Tutelas antecipadas, desprovidas de remorsos, isentas de dó, piedade ou alguma
expectativa de generosidade sinalizam o encontro das retas no finito do senso.
A verdade é que o rei se engana. Não quer ser herói. Nem ostentar coroa de
brilho pálido. Quer um leito confortável, a varanda no fim da tarde, teimar
viver, amar, desfazer-se de terras imaginárias e posses pulverizáveis. Espera
ter um dia após outro para espiar o bailado das estrelas, o caminhar imponente
do sol, uma chuva aqui, ali, pra refrescar, o gorjeio dos pássaros ao largo,
água limpa e pura pra beber. E dormir muito. Não se importa se as chuteiras que
não chutam mais, sejam penduradas no prego atrás da porta).
O
café fumegante estimula cuidados.
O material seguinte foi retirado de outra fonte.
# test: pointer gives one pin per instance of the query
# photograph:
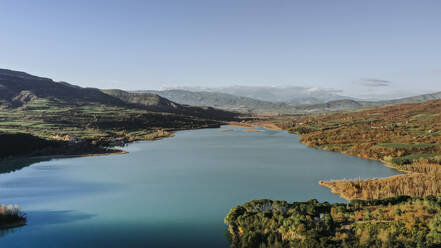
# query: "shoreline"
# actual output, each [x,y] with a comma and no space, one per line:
[13,225]
[331,183]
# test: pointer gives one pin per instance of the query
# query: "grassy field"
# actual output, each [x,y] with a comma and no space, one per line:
[85,126]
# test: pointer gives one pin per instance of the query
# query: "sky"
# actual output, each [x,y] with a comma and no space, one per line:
[364,48]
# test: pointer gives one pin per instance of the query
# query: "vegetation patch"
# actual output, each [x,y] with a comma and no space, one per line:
[393,222]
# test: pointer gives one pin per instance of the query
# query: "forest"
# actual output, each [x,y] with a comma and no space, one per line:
[399,221]
[405,137]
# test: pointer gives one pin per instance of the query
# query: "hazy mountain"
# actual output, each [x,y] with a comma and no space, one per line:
[222,100]
[154,102]
[353,104]
[18,89]
[294,95]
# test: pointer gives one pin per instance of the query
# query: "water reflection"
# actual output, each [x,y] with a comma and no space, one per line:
[42,218]
[12,165]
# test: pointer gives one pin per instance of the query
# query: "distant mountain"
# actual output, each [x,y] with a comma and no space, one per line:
[293,95]
[222,100]
[18,89]
[353,104]
[247,104]
[154,102]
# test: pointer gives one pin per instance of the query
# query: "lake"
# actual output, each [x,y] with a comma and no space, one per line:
[173,192]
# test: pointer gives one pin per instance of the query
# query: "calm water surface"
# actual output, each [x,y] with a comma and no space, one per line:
[169,193]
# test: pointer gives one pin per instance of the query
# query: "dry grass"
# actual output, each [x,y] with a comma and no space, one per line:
[423,179]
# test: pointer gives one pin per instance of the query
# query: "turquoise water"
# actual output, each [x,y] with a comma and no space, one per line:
[173,192]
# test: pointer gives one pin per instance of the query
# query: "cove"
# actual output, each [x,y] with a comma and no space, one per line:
[173,192]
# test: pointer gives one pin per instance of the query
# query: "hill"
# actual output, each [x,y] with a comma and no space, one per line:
[19,88]
[41,117]
[349,104]
[223,101]
[154,102]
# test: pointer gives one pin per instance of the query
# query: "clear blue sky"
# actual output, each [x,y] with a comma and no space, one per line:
[359,46]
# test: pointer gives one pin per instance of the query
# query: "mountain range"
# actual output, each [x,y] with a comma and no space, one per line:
[19,89]
[298,102]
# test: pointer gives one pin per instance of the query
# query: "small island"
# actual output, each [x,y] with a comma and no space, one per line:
[11,216]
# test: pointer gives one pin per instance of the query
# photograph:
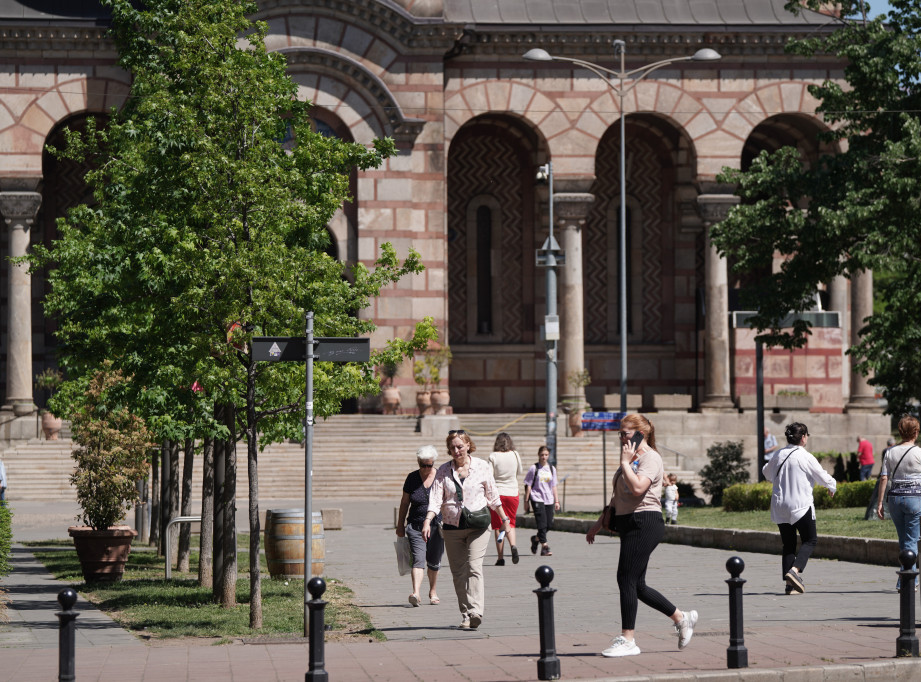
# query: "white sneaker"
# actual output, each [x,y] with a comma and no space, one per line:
[685,628]
[621,646]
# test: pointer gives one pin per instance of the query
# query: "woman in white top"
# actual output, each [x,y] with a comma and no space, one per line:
[902,464]
[506,467]
[794,471]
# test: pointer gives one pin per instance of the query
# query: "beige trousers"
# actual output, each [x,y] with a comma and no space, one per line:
[466,549]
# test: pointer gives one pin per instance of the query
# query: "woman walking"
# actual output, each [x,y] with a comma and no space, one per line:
[902,466]
[462,491]
[540,494]
[415,503]
[794,471]
[506,467]
[635,510]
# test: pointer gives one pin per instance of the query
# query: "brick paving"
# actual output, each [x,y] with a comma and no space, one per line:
[843,628]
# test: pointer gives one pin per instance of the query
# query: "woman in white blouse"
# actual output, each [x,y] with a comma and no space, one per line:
[465,482]
[794,471]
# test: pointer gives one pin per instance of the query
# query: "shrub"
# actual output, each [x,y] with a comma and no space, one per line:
[6,539]
[747,497]
[727,466]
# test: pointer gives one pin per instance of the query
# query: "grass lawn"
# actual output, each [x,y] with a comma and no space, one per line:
[848,521]
[144,602]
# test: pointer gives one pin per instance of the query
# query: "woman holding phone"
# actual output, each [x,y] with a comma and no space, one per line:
[635,512]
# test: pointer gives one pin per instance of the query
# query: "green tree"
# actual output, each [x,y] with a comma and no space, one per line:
[205,231]
[855,210]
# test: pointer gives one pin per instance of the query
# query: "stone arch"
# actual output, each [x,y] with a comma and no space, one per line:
[347,88]
[660,170]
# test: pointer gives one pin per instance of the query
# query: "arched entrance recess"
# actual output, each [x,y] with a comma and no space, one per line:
[492,238]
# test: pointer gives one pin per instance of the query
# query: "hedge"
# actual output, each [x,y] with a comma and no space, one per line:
[757,496]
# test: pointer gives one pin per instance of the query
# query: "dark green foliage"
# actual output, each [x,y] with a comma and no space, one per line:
[6,539]
[727,467]
[859,209]
[757,496]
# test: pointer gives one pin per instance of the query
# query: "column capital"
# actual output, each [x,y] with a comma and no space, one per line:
[714,208]
[571,208]
[20,207]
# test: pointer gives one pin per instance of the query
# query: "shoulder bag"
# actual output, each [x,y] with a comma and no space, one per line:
[471,519]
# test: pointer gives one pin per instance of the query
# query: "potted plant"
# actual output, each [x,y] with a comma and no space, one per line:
[111,452]
[428,372]
[50,379]
[574,404]
[390,394]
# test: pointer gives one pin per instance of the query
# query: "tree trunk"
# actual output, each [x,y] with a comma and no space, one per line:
[229,590]
[252,452]
[173,494]
[185,529]
[206,551]
[154,500]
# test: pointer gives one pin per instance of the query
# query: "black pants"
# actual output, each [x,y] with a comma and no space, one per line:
[806,528]
[543,516]
[640,533]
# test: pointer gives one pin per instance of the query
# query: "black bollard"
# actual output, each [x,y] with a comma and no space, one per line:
[736,654]
[317,607]
[66,649]
[548,665]
[907,643]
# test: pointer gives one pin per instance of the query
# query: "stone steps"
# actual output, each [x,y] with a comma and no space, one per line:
[354,456]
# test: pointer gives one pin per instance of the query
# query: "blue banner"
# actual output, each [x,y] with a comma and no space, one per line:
[602,421]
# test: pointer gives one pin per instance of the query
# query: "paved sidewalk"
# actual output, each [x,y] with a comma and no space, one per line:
[844,627]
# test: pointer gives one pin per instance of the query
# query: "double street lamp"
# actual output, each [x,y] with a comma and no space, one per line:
[622,82]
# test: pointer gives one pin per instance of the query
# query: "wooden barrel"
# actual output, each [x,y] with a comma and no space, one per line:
[284,543]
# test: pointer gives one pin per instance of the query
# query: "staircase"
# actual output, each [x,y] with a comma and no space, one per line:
[354,456]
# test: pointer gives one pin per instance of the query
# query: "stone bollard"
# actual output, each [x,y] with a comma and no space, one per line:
[66,649]
[317,632]
[907,643]
[736,654]
[548,665]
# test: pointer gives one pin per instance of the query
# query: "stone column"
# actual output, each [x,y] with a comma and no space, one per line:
[717,389]
[19,210]
[862,397]
[570,211]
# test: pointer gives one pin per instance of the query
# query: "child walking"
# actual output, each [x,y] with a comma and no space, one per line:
[671,500]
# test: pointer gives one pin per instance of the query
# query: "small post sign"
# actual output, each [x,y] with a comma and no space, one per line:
[604,422]
[294,349]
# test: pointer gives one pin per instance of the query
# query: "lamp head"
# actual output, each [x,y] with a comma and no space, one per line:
[706,55]
[537,54]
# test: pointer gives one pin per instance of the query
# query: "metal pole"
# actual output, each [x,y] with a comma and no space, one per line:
[620,47]
[548,665]
[736,654]
[551,295]
[316,657]
[907,642]
[66,649]
[308,465]
[759,405]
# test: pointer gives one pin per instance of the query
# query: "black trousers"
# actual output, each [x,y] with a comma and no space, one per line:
[806,528]
[640,533]
[543,516]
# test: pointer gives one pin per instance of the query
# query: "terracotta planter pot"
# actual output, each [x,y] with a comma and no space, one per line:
[102,553]
[440,401]
[51,426]
[390,400]
[424,402]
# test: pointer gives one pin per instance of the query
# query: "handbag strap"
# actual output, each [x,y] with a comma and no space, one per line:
[892,475]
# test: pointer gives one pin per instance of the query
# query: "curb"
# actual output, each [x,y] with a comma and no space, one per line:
[859,550]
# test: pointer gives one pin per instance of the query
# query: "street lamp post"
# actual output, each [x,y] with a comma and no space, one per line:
[617,81]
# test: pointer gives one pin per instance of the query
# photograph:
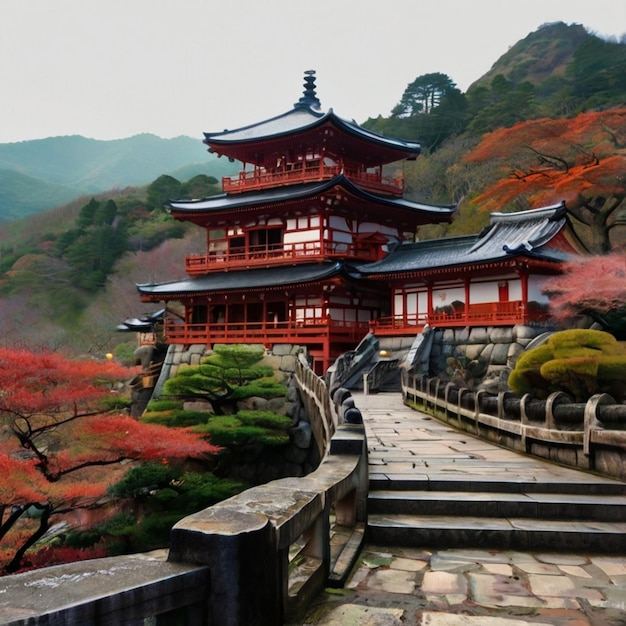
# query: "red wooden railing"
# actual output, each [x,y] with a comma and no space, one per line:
[263,179]
[267,333]
[483,314]
[278,254]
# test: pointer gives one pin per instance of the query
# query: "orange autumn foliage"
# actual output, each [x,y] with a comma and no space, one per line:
[57,437]
[581,161]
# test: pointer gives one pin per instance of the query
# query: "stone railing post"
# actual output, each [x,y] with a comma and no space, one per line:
[239,548]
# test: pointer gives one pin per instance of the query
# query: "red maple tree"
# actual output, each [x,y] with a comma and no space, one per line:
[55,432]
[592,286]
[580,161]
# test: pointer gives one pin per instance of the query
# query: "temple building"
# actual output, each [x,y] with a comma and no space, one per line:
[313,244]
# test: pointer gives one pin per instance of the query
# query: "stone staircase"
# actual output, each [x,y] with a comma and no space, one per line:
[432,486]
[495,515]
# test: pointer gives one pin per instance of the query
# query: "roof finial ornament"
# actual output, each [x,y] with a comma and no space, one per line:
[309,97]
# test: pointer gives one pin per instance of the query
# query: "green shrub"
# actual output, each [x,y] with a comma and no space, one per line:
[579,362]
[248,427]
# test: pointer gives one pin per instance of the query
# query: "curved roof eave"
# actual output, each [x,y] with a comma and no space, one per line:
[237,280]
[300,119]
[293,192]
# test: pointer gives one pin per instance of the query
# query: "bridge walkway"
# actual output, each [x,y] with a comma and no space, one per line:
[438,553]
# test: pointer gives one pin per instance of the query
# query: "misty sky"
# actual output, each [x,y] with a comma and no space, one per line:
[110,69]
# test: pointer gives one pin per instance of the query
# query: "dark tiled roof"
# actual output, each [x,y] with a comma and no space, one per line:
[302,118]
[245,279]
[509,235]
[225,202]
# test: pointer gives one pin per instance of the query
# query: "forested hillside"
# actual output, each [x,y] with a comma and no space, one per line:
[39,175]
[546,124]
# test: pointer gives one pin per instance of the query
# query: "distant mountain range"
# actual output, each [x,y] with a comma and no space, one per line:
[42,174]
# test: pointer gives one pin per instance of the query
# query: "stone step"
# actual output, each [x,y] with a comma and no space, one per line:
[513,533]
[586,484]
[606,508]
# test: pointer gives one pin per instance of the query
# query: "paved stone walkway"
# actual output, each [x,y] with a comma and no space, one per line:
[465,587]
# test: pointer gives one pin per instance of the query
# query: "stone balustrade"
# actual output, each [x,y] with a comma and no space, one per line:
[589,436]
[256,559]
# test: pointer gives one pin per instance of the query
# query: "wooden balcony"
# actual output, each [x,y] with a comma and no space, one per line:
[483,314]
[267,333]
[306,252]
[309,173]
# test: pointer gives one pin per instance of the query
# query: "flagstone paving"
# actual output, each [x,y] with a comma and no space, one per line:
[465,586]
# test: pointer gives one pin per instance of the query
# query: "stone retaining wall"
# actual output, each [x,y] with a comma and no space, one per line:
[479,357]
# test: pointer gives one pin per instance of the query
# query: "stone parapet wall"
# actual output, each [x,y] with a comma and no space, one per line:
[479,357]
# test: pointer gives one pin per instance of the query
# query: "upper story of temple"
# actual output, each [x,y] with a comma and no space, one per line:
[312,187]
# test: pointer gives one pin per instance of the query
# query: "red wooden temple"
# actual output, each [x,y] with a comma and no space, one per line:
[313,244]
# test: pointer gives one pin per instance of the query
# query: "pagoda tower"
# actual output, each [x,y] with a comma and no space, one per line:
[312,203]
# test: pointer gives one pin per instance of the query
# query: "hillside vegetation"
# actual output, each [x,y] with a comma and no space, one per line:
[39,175]
[546,124]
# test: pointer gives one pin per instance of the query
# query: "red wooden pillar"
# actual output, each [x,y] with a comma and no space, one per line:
[429,296]
[524,311]
[466,286]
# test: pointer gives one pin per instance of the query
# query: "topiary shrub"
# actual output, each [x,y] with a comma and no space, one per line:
[579,362]
[262,428]
[230,374]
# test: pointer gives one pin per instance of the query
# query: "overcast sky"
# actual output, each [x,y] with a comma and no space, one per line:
[110,69]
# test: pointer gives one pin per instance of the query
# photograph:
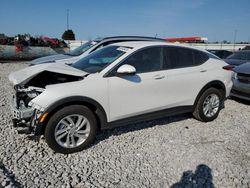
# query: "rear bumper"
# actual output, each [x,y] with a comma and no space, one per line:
[240,90]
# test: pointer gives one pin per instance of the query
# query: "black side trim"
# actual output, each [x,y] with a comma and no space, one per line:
[99,111]
[149,116]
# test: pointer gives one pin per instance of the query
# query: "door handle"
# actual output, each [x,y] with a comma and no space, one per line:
[158,76]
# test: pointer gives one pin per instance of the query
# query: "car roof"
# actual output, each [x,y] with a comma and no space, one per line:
[141,44]
[130,38]
[242,51]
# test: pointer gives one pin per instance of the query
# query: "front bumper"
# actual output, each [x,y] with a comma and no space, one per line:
[25,118]
[20,113]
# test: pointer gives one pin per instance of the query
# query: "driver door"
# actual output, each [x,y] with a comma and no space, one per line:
[143,92]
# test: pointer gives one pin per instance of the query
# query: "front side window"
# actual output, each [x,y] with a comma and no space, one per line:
[177,57]
[146,60]
[98,60]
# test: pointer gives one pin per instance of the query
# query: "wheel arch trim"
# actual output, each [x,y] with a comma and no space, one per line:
[216,84]
[98,110]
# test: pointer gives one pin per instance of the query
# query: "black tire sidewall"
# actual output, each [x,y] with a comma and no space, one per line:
[201,101]
[68,110]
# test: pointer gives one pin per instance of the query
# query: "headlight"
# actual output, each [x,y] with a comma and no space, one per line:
[235,76]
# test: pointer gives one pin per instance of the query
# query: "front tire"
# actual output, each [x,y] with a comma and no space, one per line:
[71,129]
[209,105]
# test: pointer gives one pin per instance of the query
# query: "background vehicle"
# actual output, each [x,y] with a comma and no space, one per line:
[116,85]
[238,57]
[88,48]
[221,53]
[241,82]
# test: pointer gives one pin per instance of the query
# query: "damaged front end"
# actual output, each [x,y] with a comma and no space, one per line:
[28,84]
[25,115]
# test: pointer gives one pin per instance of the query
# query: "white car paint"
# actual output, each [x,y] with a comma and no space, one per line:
[142,93]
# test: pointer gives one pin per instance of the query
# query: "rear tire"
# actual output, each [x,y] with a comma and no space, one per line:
[71,129]
[209,105]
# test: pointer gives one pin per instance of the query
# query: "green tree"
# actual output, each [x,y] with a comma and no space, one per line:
[68,35]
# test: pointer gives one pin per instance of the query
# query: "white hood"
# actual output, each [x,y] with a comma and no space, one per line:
[24,75]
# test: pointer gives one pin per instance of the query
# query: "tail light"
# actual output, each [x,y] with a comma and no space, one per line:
[228,67]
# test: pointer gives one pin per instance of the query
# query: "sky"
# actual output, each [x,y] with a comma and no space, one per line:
[217,20]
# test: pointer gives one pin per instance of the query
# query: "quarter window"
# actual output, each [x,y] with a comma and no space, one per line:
[147,60]
[199,57]
[178,57]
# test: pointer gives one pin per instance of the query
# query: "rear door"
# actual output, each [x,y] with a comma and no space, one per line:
[141,93]
[185,74]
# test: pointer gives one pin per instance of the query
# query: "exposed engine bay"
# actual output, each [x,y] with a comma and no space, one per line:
[24,114]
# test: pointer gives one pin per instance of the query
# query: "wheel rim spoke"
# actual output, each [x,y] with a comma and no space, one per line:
[72,131]
[59,132]
[211,105]
[61,136]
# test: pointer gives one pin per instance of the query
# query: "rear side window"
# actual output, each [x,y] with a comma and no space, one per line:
[177,57]
[147,60]
[199,57]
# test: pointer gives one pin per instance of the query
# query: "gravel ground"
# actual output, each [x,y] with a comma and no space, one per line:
[173,152]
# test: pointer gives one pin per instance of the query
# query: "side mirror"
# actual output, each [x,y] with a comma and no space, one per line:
[126,70]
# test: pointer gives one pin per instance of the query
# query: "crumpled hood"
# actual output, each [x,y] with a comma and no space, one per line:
[49,59]
[24,75]
[244,68]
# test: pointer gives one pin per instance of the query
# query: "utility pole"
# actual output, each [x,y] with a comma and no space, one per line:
[235,35]
[67,19]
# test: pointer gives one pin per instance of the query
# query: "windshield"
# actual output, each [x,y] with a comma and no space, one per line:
[240,55]
[79,50]
[98,60]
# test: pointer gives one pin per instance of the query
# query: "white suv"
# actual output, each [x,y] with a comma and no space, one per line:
[118,84]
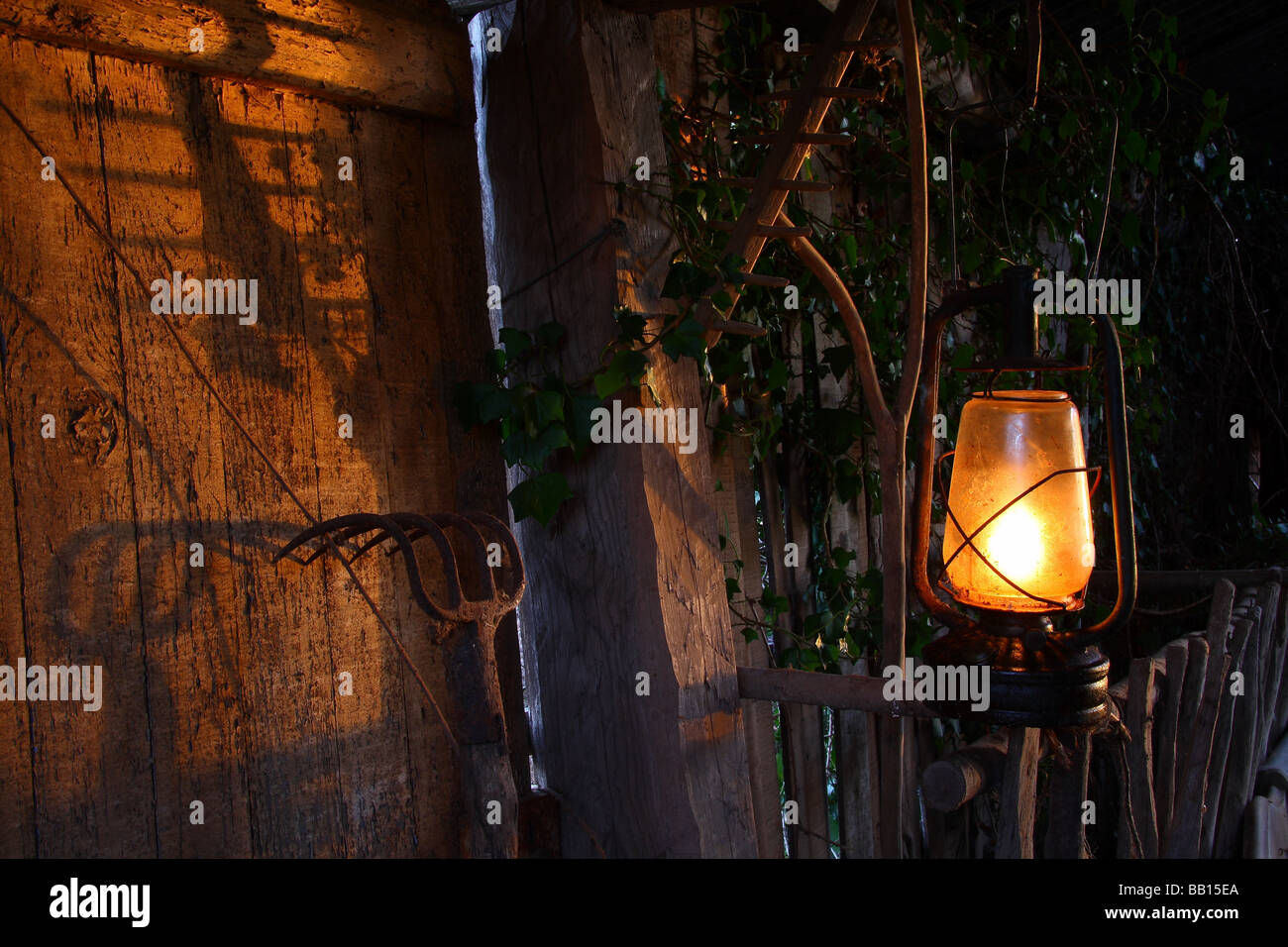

A amiga ajeita os lábios à borda da tigela,
faz menção de quem toca flauta transversal, franze o nariz pra reagir ao
fumegado aquecido, dá uma prova no quentinho do café e se anima a um comentário
banal apontando para um lugar qualquer da Praça da República. Atesto ser um
movimento pretérito em jeito de se acabar. São as lendas boêmias vagando entre
as mangueiras. Mulheres de cabelos aloirados, lábios avolumados pelo batom e
cigarro entre os dedos. O olhar recriador flagra marinheiros de banzo,
abandonados a meridianos de casa, em busca de ligeiro prazer, ao escondido da
Samaúma. A memória localiza garçons de camisas bem passadas, contando um
punhado de notas velhas abrigadas ao contorno da mão. Os dedos triscando o
pacote, ao mesmo tempo sendo levados à ponta da língua, umedecidos, depois
voltando a triscar o bolo de notas. É o apurado do momento. Mais uma cerveja,
mesa e cadeira para a poesia. A chuva chega e joga todo mundo para a beirada do
teatro. Fim de tarde e da história do bar.
Já
na calçada do Bosque, a amiga admite como a sociedade é conservadora. Um senhor
caminha de bermuda com cinto preto de fivela imensa, camisa de botão e um ar
severo de justo e fiel. Um casal volteia de mãos dadas em postura marcial. Um
caminhar disciplinado na ordem e no progresso. O homem, dono dos destinos,
regras e todas as sortes e futuros, dá o ritmo da caminhada. A mulher que lute.
Um
dia me vi rei. Tracei a saga inverídica de minhas conquistas. Idealizei uma
amiga para partilhar comigo um cafezinho e risinhos inconfessos, suspeitos. Do
conforto de uma sacada idealizada ou mesmo no rés do chão, modelei uma
civilidade para ser criticada, observada, medida e que, embora conservadora, se
fez forçosamente acessível. Saltei para o meio do meu povo e do meu mundo. Reconheci
antigos fantasmas, ébrios cambaleantes com a cara amassada de sono. Quedei-me à
finitude dos meus horizontes. Senti o amarelo dos ipês tocar minhas retinas e permiti
às assombrações diurnas, sem que eu me esquivasse um isso, me perceberem cansado...Pira-paz,
não quero mais.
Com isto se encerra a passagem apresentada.